A few years ago (right after my son was born), my daily step count averaged around 4,500 steps per day. Not awful. But also not where I wanted to be. And I knew in a year I'd want to start working on some body composition goals, so I wanted to start setting the foundation for what would help lead me to success.
A common strategy I see people try is adding a 30-minute walk every day.
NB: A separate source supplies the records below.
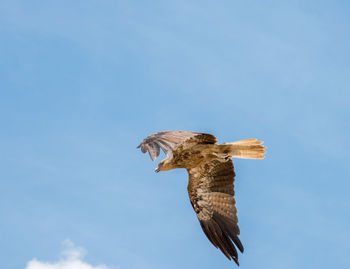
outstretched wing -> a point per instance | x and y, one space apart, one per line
211 192
170 140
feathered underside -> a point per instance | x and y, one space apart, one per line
211 193
170 140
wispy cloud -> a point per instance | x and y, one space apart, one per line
72 258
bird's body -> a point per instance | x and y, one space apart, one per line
211 177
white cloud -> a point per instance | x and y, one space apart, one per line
72 258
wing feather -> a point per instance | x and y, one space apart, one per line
168 141
211 193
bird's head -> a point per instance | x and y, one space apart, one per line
164 165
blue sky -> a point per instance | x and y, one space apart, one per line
83 82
And while that can absolutely work, there’s one problem with relying on a single block of time.
It can be fragile.
One busy morning
One sick kid
One work deadline
One bad night of sleep
And suddenly the whole plan disappears.
So instead of forcing a rigid routine, I practiced one of the core skills we teach inside GSD Coaching:
Flexible thinking.
Instead of asking:
“When will I go for a walk?”
I asked a different question:
“Where could movement already fit into my life?”
The Tiny Step Strategy
Instead of relying on one big walk, I started stacking small moments of movement throughout my day and attached them to things I was already doing.
Things like:
• Walking while talking on the phone
• Watching a show while walking on my walking pad
• Parking farther away
• Walking during work calls
• Moving and playing at the playground with my kids, instead of sitting
• Getting extra steps in while my daughter was at soccer practice
None of these moments felt like a big workout.
But together?
They started to add up.
Over time, those small shifts moved my daily average from 4,500 steps to over 8,500 steps per day.
Not because I suddenly became more motivated.
Not because I found extra hours in my day.
But because I built on what I was already doing.
Why This Works (Behavior Change Science)
One of the biggest barriers to consistency is all-or-nothing thinking.
It sounds like this:
“If I don’t have time for a real workout, it’s not worth it.”
“Ten minutes doesn’t count.”
“I’ll start next week when things calm down.”
This kind of thinking keeps people stuck.
Flexible thinking helps shift you from rigid rules to aligned action.
Instead of thinking:
“It only counts if I do a 30-minute walk.”
You start asking:
“What’s one small action that moves me toward my goal, today?”
That’s where consistency and sustainability are built.
The Skill Most People Are Missing
Most people aren’t stuck because they don’t know what to do.
They’re stuck because they’re trying to follow perfect plans instead of flexible strategies.
And real life rarely cooperates with perfect plans.
Inside GSD Coaching, women learn how to:
Adjust their plans, without abandoning their goals
Take small actions, even when motivation is low
Build routines that work with their life, instead of fighting against it
Sustainable behavior change isn’t about perfection.
It’s about tiny steps that keep moving forward.